| HN Mirror

Could still do human work, a random audit and estimate what percentage of them are valid with statistics.

There probably was peer review of some sort making sure it isn't just a crackpot claim given they link his published paper:

https://iopscience.iop.org/article/10.3847/1538-3881/ad7fe6

And calibrated against known objects:

"We opt to primarily measure the success of our model using the F1 score as a more robust metric than overall accuracy. In order to ignore the effects of our class imbalances in the true positive catalog, we take the macro averages of F1 score, precision, and recall. As can be derived from this confusion matrix, the model achieves a precision of 0.918, a recall of 0.910, an accuracy of 92.2%, and an F1 score of 0.914. These values are satisfactory for our studies.
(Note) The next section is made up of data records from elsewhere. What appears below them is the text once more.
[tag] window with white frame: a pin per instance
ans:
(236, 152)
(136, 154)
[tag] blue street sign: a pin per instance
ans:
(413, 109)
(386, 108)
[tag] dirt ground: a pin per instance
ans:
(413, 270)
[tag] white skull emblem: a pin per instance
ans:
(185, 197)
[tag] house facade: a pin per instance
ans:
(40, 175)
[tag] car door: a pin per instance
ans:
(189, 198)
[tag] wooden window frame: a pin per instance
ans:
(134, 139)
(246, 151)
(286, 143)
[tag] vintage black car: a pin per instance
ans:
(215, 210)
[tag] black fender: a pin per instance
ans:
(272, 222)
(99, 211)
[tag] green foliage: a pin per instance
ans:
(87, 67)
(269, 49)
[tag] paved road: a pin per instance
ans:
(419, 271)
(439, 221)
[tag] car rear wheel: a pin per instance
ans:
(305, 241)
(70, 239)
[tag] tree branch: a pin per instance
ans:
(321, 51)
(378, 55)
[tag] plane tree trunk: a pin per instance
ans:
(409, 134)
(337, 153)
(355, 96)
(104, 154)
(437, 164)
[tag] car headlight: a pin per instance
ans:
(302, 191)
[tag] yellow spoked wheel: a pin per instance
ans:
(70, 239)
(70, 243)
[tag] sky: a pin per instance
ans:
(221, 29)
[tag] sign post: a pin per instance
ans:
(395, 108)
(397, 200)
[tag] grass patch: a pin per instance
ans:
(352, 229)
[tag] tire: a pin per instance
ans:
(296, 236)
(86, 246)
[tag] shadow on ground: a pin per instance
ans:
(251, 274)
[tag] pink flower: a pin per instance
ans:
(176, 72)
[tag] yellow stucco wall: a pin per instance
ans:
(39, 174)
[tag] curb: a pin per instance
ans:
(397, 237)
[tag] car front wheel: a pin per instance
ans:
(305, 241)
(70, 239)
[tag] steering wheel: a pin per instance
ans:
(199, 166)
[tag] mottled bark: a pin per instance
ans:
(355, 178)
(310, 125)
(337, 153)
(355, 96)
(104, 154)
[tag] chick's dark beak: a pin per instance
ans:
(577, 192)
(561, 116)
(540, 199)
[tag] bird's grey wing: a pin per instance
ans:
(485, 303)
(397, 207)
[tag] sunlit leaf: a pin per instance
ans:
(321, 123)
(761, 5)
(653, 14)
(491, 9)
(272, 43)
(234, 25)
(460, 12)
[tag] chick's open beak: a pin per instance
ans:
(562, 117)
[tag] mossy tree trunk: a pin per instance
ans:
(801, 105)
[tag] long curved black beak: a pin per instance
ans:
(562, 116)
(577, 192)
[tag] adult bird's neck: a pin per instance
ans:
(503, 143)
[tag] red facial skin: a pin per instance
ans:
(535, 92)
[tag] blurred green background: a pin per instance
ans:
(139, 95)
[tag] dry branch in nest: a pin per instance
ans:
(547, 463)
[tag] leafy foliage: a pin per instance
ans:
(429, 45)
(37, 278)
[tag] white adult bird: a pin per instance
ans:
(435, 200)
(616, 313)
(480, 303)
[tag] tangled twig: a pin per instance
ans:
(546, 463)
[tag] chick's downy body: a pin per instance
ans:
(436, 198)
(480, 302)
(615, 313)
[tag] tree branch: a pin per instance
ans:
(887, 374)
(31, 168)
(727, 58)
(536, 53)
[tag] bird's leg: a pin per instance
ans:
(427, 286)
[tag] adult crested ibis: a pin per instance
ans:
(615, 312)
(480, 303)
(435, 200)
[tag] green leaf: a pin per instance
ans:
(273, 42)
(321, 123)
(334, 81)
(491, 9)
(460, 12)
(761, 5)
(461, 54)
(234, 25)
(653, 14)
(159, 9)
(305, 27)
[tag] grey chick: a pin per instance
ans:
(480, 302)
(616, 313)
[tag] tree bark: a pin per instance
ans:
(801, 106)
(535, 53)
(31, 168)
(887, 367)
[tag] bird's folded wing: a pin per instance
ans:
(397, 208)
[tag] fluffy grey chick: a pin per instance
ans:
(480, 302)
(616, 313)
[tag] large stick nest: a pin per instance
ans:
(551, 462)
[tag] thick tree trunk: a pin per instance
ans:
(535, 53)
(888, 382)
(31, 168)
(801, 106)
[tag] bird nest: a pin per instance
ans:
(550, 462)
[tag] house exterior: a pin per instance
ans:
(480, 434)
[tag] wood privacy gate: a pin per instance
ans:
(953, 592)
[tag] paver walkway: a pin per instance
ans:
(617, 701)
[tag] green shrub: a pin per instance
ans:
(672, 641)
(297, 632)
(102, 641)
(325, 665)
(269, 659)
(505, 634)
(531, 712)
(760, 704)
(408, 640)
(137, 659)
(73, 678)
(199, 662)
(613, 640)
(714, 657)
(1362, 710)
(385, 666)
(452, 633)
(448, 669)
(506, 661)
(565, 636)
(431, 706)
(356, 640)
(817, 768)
It should be noted that the confusion between the null class and all other classes is the most important to keep track of. Another confusion matrix is available in Figure 9(b), which is the result of simply collapsing all the variable classes from the four-class confusion matrix into one, in order to study the real–bogus distinction that VARnet is making. The result is a precision of 0.973, a recall of 0.975, an accuracy of 97.4%, and an F1 score of 0.974. When observing the final confusion matrix, it is also apparent that there is the most confusion between the pulsator and transit classes. This is understandable, as some transits, particularly eclipsing binaries of the W Ursae Majoris type, have smoother short-period fluctuations in brightness, very similar to short-period pulsators. If the distinction between the pulsator and transit class were to be made via other methods after a secondary classification step, we could combine these classes for this step and greatly improve performance. By combining both the synthesizers and true positives for the pulsators and transits and retraining the model, the final confusion matrix in Figure 9 showcases the result of this approach. It yields an improved precision, recall, and F1 score of 0.980 and an accuracy of 97.4%."